The recent story out of Newark about three college students who were murdered, execution style, in a school playground was painful. Adding a political angle to the horrible crime, one of the suspects is reportedly an immigrant from Peru who entered the country illegally. Another suspect is a legal immigrant from Nicaragua.
In light of the murders, Newt Gingrich has a message for the nation: immigrants are more dangerous than terrorists.
Former House Speaker Newt Gingrich said Tuesday he is “sickened” that President Bush and Congress went on vacation “while young Americans in our cities are massacred” by illegal immigrants. […]

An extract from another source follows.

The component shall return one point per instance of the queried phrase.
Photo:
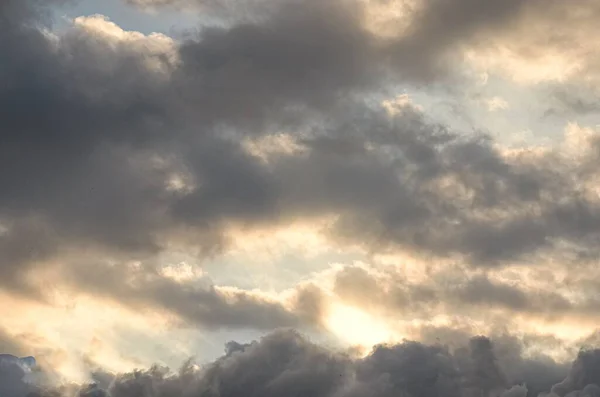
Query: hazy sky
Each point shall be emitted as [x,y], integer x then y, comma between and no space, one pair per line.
[317,176]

Gingrich said that the “war here at home” against illegal immigrants is “even more deadly than the war in Iraq and Afghanistan.”
“The federal government’s incompetence, timidity and uncoordinated efforts to identify and deport criminal illegal aliens have had devastating consequences for innocent Americans,” Gingrich said, in a newsletter.

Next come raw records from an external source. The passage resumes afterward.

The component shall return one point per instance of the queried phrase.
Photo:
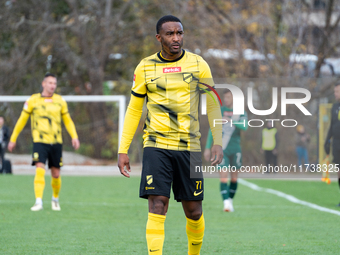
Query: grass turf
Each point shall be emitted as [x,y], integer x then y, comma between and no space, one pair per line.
[103,215]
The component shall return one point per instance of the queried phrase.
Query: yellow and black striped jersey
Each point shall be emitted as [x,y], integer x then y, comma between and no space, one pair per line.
[172,90]
[46,115]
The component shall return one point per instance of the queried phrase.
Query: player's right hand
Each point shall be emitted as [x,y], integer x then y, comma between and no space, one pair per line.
[206,154]
[216,155]
[123,161]
[11,146]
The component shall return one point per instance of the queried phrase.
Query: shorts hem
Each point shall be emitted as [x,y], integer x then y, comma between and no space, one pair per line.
[145,196]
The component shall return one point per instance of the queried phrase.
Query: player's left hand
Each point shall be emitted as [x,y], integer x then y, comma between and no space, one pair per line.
[216,155]
[75,143]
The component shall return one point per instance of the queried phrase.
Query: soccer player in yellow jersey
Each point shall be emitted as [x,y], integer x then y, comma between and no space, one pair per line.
[46,109]
[171,81]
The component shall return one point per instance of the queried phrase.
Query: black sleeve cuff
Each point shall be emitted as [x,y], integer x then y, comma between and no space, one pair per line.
[137,94]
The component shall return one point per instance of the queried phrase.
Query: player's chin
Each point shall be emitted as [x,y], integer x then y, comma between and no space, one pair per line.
[175,50]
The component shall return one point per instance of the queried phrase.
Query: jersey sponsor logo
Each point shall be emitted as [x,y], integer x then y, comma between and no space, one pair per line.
[196,194]
[134,79]
[172,69]
[149,179]
[26,105]
[155,79]
[35,156]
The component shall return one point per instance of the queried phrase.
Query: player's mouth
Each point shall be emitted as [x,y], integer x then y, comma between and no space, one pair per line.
[175,46]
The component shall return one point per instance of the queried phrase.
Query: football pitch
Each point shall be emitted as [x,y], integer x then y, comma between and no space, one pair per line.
[103,215]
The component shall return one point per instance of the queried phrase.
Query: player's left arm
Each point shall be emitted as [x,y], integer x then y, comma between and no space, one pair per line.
[214,112]
[70,127]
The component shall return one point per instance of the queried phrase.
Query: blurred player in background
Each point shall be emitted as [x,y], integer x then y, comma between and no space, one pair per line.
[334,131]
[4,137]
[170,80]
[302,140]
[231,145]
[46,109]
[270,143]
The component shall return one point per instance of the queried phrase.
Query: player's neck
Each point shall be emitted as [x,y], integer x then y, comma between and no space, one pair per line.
[46,94]
[167,56]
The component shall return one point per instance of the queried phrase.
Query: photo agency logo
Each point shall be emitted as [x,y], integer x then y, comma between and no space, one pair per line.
[239,102]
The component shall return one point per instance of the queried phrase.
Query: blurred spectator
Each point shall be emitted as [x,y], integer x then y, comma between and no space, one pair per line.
[4,137]
[333,136]
[302,140]
[270,144]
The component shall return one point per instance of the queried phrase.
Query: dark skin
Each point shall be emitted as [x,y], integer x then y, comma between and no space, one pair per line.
[171,38]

The Gingrich newsletter did not appear to be a joke; the former Speaker really argued, in print, that we’re in the midst of a war against illegal immigrants, and the ongoing wars in the Middle East aren’t as deadly.
It’s hard to know where (or whether) to start with such crazed nonsense, but my very first thought is that high-profile conservatives, with increasing frequency, seem to be taking the terrorist threat less and less seriously. TV preacher Pat Robertson, who remains a major player in the conservative movement, for example, said members of the federal judiciary are more dangerous than “a few bearded-terrorists who fly into buildings.” This week, Gingrich sees immigrants as “more deadly” than Islamic radicals in the Middle East.
I thought the right believed Islamic religious extremists represented a fundamental threat to Western civilization? Are terrorists dropping on the conservative threat hierarchy?
For that matter, Dave Neiwert raises a good point about just how irresponsible Gingrich’s rhetoric really is.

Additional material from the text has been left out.